The Cocoon silk-protein extracting said determination insertion point is material, adopt the expression of the Westernblot technical Analysis transgenic bombyx mori MASP2-3-1 albumen of SDS-PAGE electrophoresis and latrodectus mactans's traction fiber antibody, result obtains and expects the specific protein band that molecular size range conforms to.SDS-PAGE electrophoretic band gray analysis shows, and latrodectus mactans's traction fiber albumen 2 accounts for silk light chain content and is up to 2.2%.
Show the For Measuring Mechanical Properties result of transgenic bombyx mori silk, compared with wild type control kind Lan10, maximum stress improves 18.4%, and maximum strain improves 9.2%, and Young's modulus improves 13.2%, and toughness improves 31.8%.

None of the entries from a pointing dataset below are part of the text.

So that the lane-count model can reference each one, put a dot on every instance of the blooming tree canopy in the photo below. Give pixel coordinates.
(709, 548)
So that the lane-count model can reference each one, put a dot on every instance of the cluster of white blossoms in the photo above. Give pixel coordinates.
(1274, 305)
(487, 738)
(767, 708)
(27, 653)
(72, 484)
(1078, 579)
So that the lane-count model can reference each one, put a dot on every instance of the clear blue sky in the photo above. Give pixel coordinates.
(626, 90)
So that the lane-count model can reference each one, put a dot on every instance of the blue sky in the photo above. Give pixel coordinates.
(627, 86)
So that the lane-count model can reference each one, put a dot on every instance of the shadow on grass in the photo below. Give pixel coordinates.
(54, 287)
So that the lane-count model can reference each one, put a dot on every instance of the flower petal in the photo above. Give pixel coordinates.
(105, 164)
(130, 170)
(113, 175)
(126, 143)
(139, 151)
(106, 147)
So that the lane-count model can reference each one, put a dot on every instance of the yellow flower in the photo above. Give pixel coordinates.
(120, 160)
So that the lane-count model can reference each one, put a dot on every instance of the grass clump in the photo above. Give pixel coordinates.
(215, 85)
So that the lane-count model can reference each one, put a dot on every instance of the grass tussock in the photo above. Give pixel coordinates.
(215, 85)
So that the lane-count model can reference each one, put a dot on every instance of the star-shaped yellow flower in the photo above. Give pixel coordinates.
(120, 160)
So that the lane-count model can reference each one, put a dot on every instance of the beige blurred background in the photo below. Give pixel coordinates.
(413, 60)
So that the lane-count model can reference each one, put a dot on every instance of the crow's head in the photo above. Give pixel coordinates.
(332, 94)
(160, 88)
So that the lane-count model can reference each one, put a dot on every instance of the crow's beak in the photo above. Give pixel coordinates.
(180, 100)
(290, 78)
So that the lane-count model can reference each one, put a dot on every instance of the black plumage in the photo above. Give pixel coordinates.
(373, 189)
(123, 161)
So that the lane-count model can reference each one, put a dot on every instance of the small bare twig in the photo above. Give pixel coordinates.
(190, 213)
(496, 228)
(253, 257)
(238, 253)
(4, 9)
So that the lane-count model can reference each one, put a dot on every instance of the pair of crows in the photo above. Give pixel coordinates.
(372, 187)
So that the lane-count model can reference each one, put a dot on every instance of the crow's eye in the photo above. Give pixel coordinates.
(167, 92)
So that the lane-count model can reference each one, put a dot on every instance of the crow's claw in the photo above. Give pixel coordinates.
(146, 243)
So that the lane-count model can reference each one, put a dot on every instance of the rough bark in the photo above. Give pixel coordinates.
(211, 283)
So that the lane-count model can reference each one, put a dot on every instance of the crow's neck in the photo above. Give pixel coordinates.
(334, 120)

Above-mentioned result of study proves that latrodectus mactans's traction fiber albumen 2 gene has been inserted in genomic No. 25 karyomit(e)s of transgenic bombyx mori family MASP2-3-1, and can at silk gland cell synthesis secretion latrodectus mactans traction fiber albumen 2, this albumen can enter silk cocoon with the behavior of cocooing of weaving silk, and this proterties is genetic stability and expression.The mechanical property of transgenic bombyx mori silk significantly improves.
Comprehensive as can be seen from above-mentioned 5 embodiments, utilize the inventive method, can efficiently synthesize latrodectus mactans's traction fiber albumen 2 at domestic silkworm silk glandular cell, latrodectus mactans's traction fiber albumen 2 can be secreted by sericterium and enter lumen of gland as silk, and the silkworm body that spues further.This proterties can stably express also heredity.Adopt present method can production latrodectus mactans traction fiber albumen 2 in a large number, silk mechanical property can be improved, silkworm and mulberry economic benefit can be improved, improve silkworm raiser and take in.
Above-mentioned embodiment is used for explaining and the present invention is described, instead of limits the invention, and in the protection domain of spirit of the present invention and claim, any amendment make the present invention and change, all fall into protection scope of the present invention.